Several methodologies have been proposed in order to establish anticancer action, mainly focused on

in vitro cytotoxicity valuation on neoplasic cell lines derived from human cancer. However, most of

these cell lines are metabolically incompetent, restricting model sensibility and generating false negative

answers. Hep-G2 cell line is widely used because of its high sensibility reflecting phase I and II activity

of some enzymes of phase I and II, which play an important role in activation and detoxification of

xenobiotics. In this study, Hep-G2 is used as a model to find cytotoxic activity produced by 2-amino- 1-methyl-6-phenylimidazo [4,5-b]pyridine (PhIP) and Cyclophosphamide, in presence or absence of

inductor agents.
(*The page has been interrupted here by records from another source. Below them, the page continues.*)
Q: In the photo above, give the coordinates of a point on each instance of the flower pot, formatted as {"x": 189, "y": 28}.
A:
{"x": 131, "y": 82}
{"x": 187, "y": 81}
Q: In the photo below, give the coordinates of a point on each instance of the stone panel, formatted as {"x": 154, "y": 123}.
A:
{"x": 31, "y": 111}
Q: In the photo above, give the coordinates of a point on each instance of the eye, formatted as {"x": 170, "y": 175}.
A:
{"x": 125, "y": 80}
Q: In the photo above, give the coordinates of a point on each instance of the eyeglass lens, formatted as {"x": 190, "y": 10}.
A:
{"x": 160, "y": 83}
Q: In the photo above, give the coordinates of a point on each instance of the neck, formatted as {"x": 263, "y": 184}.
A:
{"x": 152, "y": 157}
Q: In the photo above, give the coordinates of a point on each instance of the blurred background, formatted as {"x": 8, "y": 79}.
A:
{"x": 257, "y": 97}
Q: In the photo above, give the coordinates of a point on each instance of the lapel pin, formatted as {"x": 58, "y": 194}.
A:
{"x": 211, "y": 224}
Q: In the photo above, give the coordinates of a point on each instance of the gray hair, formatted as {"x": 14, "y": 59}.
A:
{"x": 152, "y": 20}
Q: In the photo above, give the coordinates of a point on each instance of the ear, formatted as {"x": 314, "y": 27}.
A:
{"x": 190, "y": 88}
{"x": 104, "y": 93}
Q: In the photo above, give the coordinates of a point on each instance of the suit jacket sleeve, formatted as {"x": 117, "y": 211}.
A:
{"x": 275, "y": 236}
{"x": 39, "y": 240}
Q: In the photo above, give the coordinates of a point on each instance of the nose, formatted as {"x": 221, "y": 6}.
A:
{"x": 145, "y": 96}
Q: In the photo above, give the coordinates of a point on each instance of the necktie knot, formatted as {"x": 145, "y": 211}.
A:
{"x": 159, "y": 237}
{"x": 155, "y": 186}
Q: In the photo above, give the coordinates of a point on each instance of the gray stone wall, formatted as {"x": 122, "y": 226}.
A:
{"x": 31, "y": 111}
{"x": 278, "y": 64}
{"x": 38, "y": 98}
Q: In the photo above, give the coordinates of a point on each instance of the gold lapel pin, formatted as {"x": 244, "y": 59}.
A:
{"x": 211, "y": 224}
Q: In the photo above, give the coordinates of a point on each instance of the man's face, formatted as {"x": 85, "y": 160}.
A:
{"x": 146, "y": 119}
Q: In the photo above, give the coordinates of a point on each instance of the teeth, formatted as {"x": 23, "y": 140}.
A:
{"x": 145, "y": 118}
This analysis was carried out by measuring indirectly viable number of cells with assays

like MTT and resazurine staining. In addition, the possibility of co-cultures with other cell lines was

evaluated according to strengthen method sensibility. Cytotoxicity of PhIP and cyclophosphamide was

observed with the cellular staining methods. For this reason a co-culture system was established. The

answer was similar to independent cell lines. These results propose that pre-treated Hep-G2 cells with

some inductive agents show sensibility by PhIP as different authors postulate.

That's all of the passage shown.